Statements on wildlife crime allegations
- 10 May 2011
- From the section Scotland
A BBC Scotland documentary has heard calls from some Scottish landowners to be allowed to kill some protected birds of prey.
They argue the measure would protect valuable stocks of grouse and other game birds on sporting estates.
In the programme, 'Fair Game? Scotland's Sporting Estates', reporter David Miller visits one shooting estate and uncovers dead buzzards and some snares.
These are the responses from the companies that manage the land.
"I confirm that Glendowran Forest is managed by Fountains Forestry Ltd on behalf of private owners. We have discussed the BBC's research findings with the owners and they have asked us to reply on their behalf.
"Glendowran is a commercial forest and deer stalking is let on an annual basis, subject to a detailed agreement and strict conditions around provision of firearms certification, qualifications and insurances.
"One of the terms of the agreement proscribes the use of snares by the sporting tenants and indeed the snaring of foxes is of no consequence to those engaged in deer stalking, but we understand that it is a common practice in connection with game bird management.
"If a stink pit has been found in Glendowran Forest, it has been put there illegally by third parties without the knowledge or permission of the owners or Fountains Forestry as managers.
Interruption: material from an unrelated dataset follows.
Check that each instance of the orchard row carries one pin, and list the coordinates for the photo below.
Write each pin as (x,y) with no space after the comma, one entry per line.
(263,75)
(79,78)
"Whilst we understand that it is not illegal to create a stink pit, this is not an activity that either, we as managers of Glendowran Forest or the stalking tenants would want to see.
"Should we ever find snares as part of our management inspections, we will remove them as a matter of course."
Leadhills Sporting Limited
"New tenants and a new management team have been in place at Leadhills since 2008 and they strive to ensure best land management practice.
"We have a clear policy that wildlife crime will not be tolerated.
"This commitment resulted in the instant termination of employment of a gamekeeper who broke the law and any suspicious wildlife incident is reported by the management team to the police, with whom they have a good working relationship.
"There is no current police investigation into any allegations of wildlife crime at Leadhills and there is constant disruption and antagonism from so-called animal rights activists whom we have had to report to the police for illegally damaging or interfering with hundreds of snares and traps."